Neptune a longé le canal Saint-Martin enroulée sous mon bras ensuite. L'odeur sous les aisselles, l'odeur du canal, les rats entrant dans l'eau sous le feuillage bas des arbres dont le dos accrochait la lumière électrique, les odeurs, les visions de l'ombre, je sentais qu'elles étaient assorties, se combinaient bien à Neptune. Puis la rue de Brest, le quartier de Villejean, j'ai pris l'ascenseur et la planète s'est retrouvée en face du lit dès mon arrivée. Avec de petites épingles, qu'on ne voit pas lorsqu'on regarde la photo, plantées en biais dans les grumeaux du papier peint pour qu'on ne voit pas les trous lors de l'état des lieux ; il fallait qu'il ne reste aucune trace de mes fantômes.
        Je me demandais ce que devenait Amanda, et ce qu'elle devenait dans la vie de Gina. Elles s'étaient rencontrées au moment où elle commençait à faire des photos. Je ne sais plus laquelle avant l'autre, mais je peux te l'apprendre ; il faut que je fasse coïncider, que je crée l’événement ! fasse l'Histoire ! Ecoute : Gina a acheté le boîtier en fin d'après-midi. Toute la soirée, elle l'a passée à le tourner, le retourner, regarder dans l'objectif, viser, tirer dans le vide, sans marquer — il n'y avait pas de pellicule. La nuit, la jeune fille a rêvé qu'elle prenait des photos dans le parc près de chez elle, qu'elle faisait ça régulièrement, chaque matin. Au lever du jour Gina a chargé et suivi son rêve. Elle a impressionné deux films. Développé. Derrière les arbres, et émergeant de la brume fragile, et se révélant au dessus d'un buisson, un peu floue, une silhouette apparaissait, sur de nombreux clichés. Gina pourtant n'avait pas remarqué cette forme féminine dans le parc. Qui se manifestait cependant sur le papier. Qui s'inscrivait sur les négatifs — Gina avait vérifié. Sur les vues se gravait une vision. Sur l'apparence se creusaient des fêlures. Gina est sensible au monde invisible, qui est là toujours proche, mais le voir s'inscrire ainsi l'a effrayée — m'a-t-elle raconté. Elle est retournée au parc dès le lendemain ; ne suivait-elle pas son rêve ? L'apparition, la fissure, se nommait Amanda, était née en Angleterre, à Brighton, St Patrick's Road (9-J), et son long corps s'étendait sur le canapé chez Gina, qui, allongée près d'elle ne comprenait plus rien au temps linéaire, aux rêves, à la réalité tant ces multiples fissures l'avait décomposée, tant elles s'étaient ouvertes.
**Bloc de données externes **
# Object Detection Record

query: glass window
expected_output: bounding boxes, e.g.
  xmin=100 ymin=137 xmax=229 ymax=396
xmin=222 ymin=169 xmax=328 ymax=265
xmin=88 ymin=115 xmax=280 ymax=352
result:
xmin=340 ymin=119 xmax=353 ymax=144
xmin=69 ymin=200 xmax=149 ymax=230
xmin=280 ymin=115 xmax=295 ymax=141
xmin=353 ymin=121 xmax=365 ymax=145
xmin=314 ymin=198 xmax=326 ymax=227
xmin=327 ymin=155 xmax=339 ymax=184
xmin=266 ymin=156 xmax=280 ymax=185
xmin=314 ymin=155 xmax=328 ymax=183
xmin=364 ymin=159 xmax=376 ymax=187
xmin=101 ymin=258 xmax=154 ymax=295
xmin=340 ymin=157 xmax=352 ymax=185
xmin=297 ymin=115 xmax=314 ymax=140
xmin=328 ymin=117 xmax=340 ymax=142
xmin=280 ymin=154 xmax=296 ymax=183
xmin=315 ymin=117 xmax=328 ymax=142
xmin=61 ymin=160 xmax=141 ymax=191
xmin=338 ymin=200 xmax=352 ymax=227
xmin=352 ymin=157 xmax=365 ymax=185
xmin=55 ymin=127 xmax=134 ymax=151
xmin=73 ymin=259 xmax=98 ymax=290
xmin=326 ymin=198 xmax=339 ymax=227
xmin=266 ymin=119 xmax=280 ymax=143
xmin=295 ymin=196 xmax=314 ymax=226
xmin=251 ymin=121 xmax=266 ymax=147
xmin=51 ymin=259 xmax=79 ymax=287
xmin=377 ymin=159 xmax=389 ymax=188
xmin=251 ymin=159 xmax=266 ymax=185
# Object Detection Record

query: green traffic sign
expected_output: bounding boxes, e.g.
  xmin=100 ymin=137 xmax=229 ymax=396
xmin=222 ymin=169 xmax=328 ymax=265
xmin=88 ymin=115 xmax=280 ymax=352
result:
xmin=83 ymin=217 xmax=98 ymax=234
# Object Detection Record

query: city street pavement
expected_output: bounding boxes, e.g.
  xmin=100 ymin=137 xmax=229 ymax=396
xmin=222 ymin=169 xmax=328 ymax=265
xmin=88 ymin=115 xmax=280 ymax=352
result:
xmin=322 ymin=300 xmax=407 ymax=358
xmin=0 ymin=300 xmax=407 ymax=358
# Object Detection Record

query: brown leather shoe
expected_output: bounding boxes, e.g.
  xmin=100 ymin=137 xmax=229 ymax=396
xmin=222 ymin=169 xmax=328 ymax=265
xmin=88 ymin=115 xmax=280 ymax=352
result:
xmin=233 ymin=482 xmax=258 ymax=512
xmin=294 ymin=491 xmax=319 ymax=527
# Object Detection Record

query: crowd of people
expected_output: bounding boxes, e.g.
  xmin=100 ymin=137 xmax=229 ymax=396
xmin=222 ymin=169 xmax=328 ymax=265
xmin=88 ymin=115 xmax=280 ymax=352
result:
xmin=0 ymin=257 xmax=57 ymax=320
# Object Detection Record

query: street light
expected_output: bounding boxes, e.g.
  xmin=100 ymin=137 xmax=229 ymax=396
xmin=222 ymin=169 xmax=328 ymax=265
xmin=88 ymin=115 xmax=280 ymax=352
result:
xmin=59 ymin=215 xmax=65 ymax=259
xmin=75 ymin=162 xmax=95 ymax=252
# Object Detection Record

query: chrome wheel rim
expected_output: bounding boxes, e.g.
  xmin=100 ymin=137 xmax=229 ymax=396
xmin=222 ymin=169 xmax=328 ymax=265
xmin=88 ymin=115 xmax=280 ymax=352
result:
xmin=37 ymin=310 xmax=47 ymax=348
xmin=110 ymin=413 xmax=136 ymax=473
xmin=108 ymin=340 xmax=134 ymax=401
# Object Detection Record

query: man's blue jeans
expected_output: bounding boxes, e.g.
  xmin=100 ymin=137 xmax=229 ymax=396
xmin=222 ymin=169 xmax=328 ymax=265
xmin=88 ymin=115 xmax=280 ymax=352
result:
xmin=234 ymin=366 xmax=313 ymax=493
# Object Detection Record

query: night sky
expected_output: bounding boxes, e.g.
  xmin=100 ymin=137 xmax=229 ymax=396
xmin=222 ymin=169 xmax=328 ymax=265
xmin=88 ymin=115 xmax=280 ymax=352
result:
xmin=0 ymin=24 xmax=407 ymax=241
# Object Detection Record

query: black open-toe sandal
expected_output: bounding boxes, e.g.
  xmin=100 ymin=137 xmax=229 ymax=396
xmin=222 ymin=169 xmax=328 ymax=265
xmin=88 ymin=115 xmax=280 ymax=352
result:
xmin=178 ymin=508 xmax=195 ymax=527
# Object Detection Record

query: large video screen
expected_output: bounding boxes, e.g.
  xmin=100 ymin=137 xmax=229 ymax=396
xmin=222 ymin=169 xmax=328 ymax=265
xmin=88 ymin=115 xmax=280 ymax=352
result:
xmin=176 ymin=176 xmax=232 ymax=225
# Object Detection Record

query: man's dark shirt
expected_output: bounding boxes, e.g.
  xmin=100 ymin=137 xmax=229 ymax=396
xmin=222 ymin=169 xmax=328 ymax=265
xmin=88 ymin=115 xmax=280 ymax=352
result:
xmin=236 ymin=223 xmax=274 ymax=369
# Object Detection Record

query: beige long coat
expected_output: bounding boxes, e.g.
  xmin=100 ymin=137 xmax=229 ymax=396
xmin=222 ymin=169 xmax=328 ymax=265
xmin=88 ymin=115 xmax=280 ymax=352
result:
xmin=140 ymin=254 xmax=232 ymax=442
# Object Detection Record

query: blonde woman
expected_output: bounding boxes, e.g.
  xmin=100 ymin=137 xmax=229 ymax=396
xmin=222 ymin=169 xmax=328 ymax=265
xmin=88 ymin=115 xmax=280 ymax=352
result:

         Ce fut ainsi. Amanda et Gina vécurent deux ans ensemble ; le temps d'une révolution marsienne autour du soleil avait précisé Gina. Elles vinrent habiter à Rennes. Amanda est retournée dans son pays natal aujourd'hui. Gina pensait souvent à elle, qui a de très longs cheveux et ressemble parfois à un des deux spectres du vieux parc solitaire et glacé, de Paul Verlaine. Gina a continué à faire des photos de la jeune fille partie en Angleterre ; Gina, pendant les années qui ont suivi, a continué à prendre des photos d'Amanda, malgré l'absence de la voix et du corps dans son voisinage.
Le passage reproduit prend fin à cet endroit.